|Elevation||1,600 m (5,200 ft)|
Charikar (Persian: چاریکار, pronounced Chârikâr) is the main town of the Kohdaman Valley and the capital of Parwan Province in northern Afghanistan. The city lies on the road 69 km from Kabul to the northern provinces. Travelers would pass Charikar when traveling to Mazari Sharif, Kunduz or Puli Khumri. Charikar is at the gateway to the Panjshir Valley, where the Shamali plains meet the foothills of the Hindu Kush. The city's population is estimated to be from 30,000 to around 130,000,[vague] most of whom are Tajiks.
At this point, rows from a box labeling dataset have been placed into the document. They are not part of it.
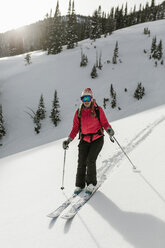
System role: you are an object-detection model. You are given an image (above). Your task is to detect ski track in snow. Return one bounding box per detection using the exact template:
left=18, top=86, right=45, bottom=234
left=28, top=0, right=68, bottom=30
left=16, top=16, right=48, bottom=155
left=98, top=116, right=165, bottom=174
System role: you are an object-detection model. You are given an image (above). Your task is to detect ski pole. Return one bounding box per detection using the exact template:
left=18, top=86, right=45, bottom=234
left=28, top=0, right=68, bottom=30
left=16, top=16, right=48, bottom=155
left=110, top=136, right=140, bottom=173
left=61, top=149, right=66, bottom=190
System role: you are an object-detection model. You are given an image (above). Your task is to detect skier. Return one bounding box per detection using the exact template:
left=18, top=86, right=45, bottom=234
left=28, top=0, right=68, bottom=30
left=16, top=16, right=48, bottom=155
left=63, top=88, right=114, bottom=194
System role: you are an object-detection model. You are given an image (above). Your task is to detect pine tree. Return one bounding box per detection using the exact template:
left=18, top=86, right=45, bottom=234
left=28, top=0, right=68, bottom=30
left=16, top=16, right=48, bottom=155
left=98, top=52, right=103, bottom=70
left=91, top=65, right=98, bottom=78
left=134, top=83, right=145, bottom=100
left=33, top=112, right=41, bottom=134
left=80, top=49, right=88, bottom=66
left=112, top=41, right=119, bottom=64
left=36, top=94, right=46, bottom=120
left=50, top=90, right=60, bottom=127
left=24, top=53, right=32, bottom=65
left=151, top=36, right=157, bottom=58
left=111, top=91, right=116, bottom=108
left=90, top=8, right=101, bottom=41
left=110, top=84, right=114, bottom=97
left=110, top=84, right=116, bottom=108
left=157, top=40, right=163, bottom=60
left=0, top=105, right=6, bottom=140
left=66, top=0, right=78, bottom=49
left=48, top=1, right=62, bottom=54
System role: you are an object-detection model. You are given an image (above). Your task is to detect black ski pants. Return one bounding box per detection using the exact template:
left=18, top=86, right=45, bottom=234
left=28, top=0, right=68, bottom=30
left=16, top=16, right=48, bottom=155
left=76, top=136, right=104, bottom=188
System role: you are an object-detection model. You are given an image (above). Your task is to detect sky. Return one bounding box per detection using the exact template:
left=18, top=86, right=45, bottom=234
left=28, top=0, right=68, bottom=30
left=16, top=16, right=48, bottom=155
left=0, top=0, right=163, bottom=32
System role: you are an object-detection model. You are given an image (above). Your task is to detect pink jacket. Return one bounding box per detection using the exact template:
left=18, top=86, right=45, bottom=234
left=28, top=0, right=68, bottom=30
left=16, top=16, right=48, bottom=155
left=69, top=106, right=111, bottom=142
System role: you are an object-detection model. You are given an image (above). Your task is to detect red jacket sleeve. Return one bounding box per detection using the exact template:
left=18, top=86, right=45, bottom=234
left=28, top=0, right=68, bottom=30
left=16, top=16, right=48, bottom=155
left=99, top=106, right=111, bottom=130
left=69, top=111, right=79, bottom=139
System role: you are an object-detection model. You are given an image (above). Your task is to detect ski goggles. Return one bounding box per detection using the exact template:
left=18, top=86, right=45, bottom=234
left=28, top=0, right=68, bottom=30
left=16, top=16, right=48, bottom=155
left=81, top=96, right=92, bottom=102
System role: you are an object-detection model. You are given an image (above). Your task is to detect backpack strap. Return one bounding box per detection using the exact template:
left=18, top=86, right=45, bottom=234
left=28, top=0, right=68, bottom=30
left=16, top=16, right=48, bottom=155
left=77, top=103, right=103, bottom=142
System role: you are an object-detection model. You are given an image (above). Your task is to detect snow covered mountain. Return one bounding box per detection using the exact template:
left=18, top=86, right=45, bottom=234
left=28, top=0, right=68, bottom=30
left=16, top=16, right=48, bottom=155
left=0, top=20, right=165, bottom=248
left=0, top=20, right=165, bottom=157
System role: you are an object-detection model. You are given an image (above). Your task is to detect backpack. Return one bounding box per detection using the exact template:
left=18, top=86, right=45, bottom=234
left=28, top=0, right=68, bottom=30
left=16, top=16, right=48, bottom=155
left=77, top=103, right=103, bottom=142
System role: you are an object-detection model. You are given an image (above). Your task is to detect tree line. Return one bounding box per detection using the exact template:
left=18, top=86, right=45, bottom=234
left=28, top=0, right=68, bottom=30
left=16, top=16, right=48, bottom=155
left=0, top=0, right=165, bottom=57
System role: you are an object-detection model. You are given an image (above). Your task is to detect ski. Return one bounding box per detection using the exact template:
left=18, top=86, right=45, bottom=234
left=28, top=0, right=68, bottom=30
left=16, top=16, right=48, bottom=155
left=61, top=183, right=101, bottom=220
left=47, top=194, right=78, bottom=218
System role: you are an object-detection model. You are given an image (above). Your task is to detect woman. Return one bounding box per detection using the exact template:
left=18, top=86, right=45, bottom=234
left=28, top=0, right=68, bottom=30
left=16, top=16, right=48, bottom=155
left=63, top=88, right=114, bottom=194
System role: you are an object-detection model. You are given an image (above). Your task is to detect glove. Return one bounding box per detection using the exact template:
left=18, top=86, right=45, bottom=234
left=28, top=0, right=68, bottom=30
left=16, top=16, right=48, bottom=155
left=106, top=127, right=115, bottom=137
left=62, top=137, right=72, bottom=150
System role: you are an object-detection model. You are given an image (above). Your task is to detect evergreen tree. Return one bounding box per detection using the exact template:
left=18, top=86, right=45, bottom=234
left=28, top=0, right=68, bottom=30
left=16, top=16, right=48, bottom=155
left=110, top=84, right=114, bottom=97
left=98, top=52, right=103, bottom=70
left=66, top=0, right=78, bottom=49
left=24, top=53, right=32, bottom=65
left=157, top=40, right=163, bottom=60
left=91, top=65, right=98, bottom=78
left=0, top=105, right=6, bottom=140
left=36, top=94, right=46, bottom=120
left=105, top=8, right=115, bottom=35
left=90, top=7, right=101, bottom=41
left=111, top=91, right=116, bottom=108
left=134, top=83, right=145, bottom=100
left=33, top=112, right=41, bottom=134
left=48, top=1, right=62, bottom=54
left=151, top=36, right=157, bottom=57
left=80, top=49, right=88, bottom=66
left=112, top=41, right=119, bottom=64
left=50, top=90, right=60, bottom=127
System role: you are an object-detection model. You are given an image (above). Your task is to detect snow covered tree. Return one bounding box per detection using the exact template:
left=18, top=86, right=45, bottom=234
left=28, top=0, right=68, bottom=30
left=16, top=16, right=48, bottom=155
left=151, top=36, right=157, bottom=59
left=36, top=94, right=46, bottom=120
left=110, top=84, right=116, bottom=108
left=24, top=53, right=32, bottom=65
left=48, top=1, right=62, bottom=54
left=33, top=113, right=41, bottom=134
left=0, top=105, right=6, bottom=140
left=112, top=41, right=119, bottom=64
left=91, top=65, right=98, bottom=78
left=157, top=40, right=163, bottom=60
left=110, top=84, right=114, bottom=97
left=50, top=90, right=60, bottom=127
left=66, top=0, right=78, bottom=49
left=80, top=49, right=88, bottom=66
left=25, top=107, right=41, bottom=134
left=111, top=91, right=116, bottom=108
left=134, top=83, right=145, bottom=100
left=90, top=8, right=101, bottom=41
left=103, top=97, right=109, bottom=109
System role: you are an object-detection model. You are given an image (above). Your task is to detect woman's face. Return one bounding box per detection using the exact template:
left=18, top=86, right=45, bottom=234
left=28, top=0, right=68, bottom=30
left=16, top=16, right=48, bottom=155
left=84, top=101, right=91, bottom=108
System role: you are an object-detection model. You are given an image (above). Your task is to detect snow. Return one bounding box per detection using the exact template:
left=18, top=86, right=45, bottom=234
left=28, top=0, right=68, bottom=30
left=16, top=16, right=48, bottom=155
left=0, top=20, right=165, bottom=248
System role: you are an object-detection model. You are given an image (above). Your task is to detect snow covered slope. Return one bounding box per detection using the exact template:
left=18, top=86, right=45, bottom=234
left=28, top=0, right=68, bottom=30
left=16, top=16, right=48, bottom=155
left=0, top=106, right=165, bottom=248
left=0, top=20, right=165, bottom=157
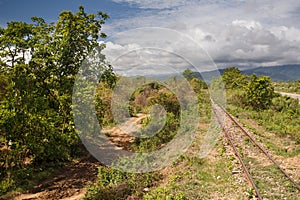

Charikar is known for its pottery and high-quality grapes.
In 1220, Charikar was the site of the battle of Pirvan, in which Jalal ud-Din delayed the invading Mongol army. This allowed him and part of his army to escape the consequences of the fall of the Khwarezmid Empire.
At the beginning of the 19th century, Charikar became a flourishing commercial town of several thousand inhabitants. Charikar was the location of major battle during the First Anglo-Afghan War. In 1841 a British garrison was massacred.
On August 14, 2011, a team of about six suicide bombers attacked the governor's palace in Charikar. The Governor Abdul Basir Salangi survived but 19 people were killed. The Taliban claimed responsibility.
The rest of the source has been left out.